Rano, Angin, dan Buku yang Tak Pernah Dibaca Orang
Ambohimalaza. Sebuah desa yang terletak di lereng pegunungan tengah Madagaskar. Ada seorang gadis muda bernama Ranomandimby, atau yang biasa dipanggil Rano (baca Ranu). Ia tinggal di rumah kayu beratap rumbia bersama ibunya yang seorang penenun, dan adik laki-lakinya yang masih duduk di sekolah dasar. Listrik hanya menyala dua jam sehari, dan sinyal ponsel adalah kemewahan yang datang dan pergi seperti angin musim hujan.
Di balik kesederhanaannya, Rano punya mimpi yang terlalu besar untuk ukuran desanya.
Ia ingin seperti gadis-gadis kota yang dilihatnya di layar ponsel teman guru: berpakaian rapi, bicara lancar, menulis di blog, kuliah di universitas, berbicara tentang perubahan, tentang hak perempuan, tentang masa depan.

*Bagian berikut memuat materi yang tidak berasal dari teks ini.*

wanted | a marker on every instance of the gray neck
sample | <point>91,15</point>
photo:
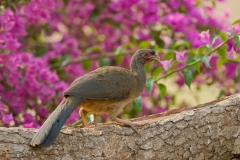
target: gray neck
<point>138,69</point>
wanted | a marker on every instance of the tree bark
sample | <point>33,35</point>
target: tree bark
<point>208,131</point>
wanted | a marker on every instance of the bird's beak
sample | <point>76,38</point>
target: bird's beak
<point>155,57</point>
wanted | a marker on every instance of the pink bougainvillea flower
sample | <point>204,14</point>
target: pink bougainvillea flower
<point>205,37</point>
<point>166,64</point>
<point>231,54</point>
<point>7,119</point>
<point>180,56</point>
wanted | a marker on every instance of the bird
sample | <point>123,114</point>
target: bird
<point>107,89</point>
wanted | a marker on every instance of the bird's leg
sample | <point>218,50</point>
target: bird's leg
<point>113,117</point>
<point>83,113</point>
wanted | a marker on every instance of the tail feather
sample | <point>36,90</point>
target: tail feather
<point>52,126</point>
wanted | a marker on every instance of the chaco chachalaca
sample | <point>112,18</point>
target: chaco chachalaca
<point>104,90</point>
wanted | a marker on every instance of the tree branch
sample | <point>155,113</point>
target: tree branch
<point>208,131</point>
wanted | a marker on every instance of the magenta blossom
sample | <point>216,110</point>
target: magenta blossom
<point>231,54</point>
<point>180,56</point>
<point>166,64</point>
<point>205,37</point>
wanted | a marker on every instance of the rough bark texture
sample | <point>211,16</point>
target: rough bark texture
<point>208,131</point>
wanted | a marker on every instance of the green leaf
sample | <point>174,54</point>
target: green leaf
<point>137,104</point>
<point>149,84</point>
<point>201,50</point>
<point>214,39</point>
<point>163,90</point>
<point>156,72</point>
<point>238,73</point>
<point>104,61</point>
<point>205,60</point>
<point>188,77</point>
<point>236,41</point>
<point>219,63</point>
<point>144,44</point>
<point>223,52</point>
<point>236,22</point>
<point>92,49</point>
<point>87,64</point>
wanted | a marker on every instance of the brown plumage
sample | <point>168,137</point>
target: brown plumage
<point>104,90</point>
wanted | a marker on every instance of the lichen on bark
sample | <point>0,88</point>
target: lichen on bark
<point>208,131</point>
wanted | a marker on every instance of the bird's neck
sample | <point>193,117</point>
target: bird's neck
<point>138,70</point>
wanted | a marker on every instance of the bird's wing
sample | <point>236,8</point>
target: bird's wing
<point>113,83</point>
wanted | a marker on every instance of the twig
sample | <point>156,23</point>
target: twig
<point>193,63</point>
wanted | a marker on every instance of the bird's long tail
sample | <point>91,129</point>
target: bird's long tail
<point>52,126</point>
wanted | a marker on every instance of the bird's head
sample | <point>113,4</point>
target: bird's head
<point>145,56</point>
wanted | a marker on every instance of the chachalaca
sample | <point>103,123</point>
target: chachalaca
<point>104,90</point>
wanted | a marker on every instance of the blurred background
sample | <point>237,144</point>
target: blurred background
<point>46,44</point>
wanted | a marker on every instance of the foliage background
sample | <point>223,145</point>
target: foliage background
<point>45,44</point>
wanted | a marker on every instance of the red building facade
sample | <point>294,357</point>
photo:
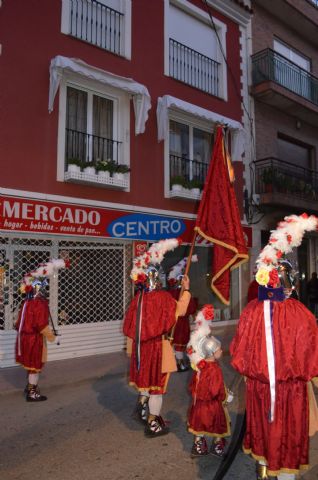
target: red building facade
<point>107,107</point>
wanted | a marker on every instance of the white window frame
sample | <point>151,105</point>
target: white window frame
<point>121,117</point>
<point>124,7</point>
<point>192,122</point>
<point>204,17</point>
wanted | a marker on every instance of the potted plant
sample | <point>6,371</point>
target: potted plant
<point>177,183</point>
<point>120,170</point>
<point>104,168</point>
<point>268,178</point>
<point>89,168</point>
<point>195,185</point>
<point>74,165</point>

"Bagaimana mungkin aku bisa seperti mereka," gumam Rano suatu malam, duduk di depan rumah dengan lilin kecil di sampingnya, "kalau buku-buku di sekolah saja sudah usang dan robek?"
Tapi Rano tak menyerah. Ia pinjam buku dari gurunya, membaca di bawah sinar rembulan, menulis di buku tulis bekas yang dikumpulkannya dari teman-temannya. Ia mulai menulis cerita pendek, puisi, dan opini tentang kehidupan desa, tentang perempuan yang dipaksa menikah muda, tentang anak-anak yang putus sekolah karena jarak. Ia mengunggahnya di sebuah platform kecil yang bisa diakses lewat hotspot di kantor pos kecamatan, tempat satu-satunya yang punya koneksi stabil.
Bulan demi bulan, Rano menulis.
Tapi tak pernah ada notifikasi yang menggembirakan.
Tak ada label "pilihan", tak ada sorotan, tak ada komentar.
Hanya angka pembaca yang kadang satu, kadang nol.
Sampai suatu hari, ia melihat unggahan seorang gadis dari Antananarivo  (kota besar) yang menulis dengan gaya santai, cepat, dan dalam bahasa campur yang lucu. Dalam hitungan jam, tulisan itu jadi viral. Label "pilihan" muncul. Banyak komentar. Banyak like.
Rano menatap layar ponselnya, lalu menutup mata.
"Aku menulis dari hati, dari pengalaman nyata... tapi tak ada yang peduli. Dia menulis asal, tapi semua menyukai. Apa aku memang tidak cukup baik?"
Ia berhenti menulis selama tiga minggu.
Tidak karena kehabisan ide, tapi karena hatinya terlalu lelah.
Ia mulai meragukan segalanya.
"Mungkin aku memang hanya gadis desa. Tidak pantas bermimpi terlalu tinggi."
Tapi suatu pagi, saat membantu ibunya di pasar desa, seorang perempuan paruh baya mendekatinya.
"Kamu Rano, kan? Anak yang suka menulis?"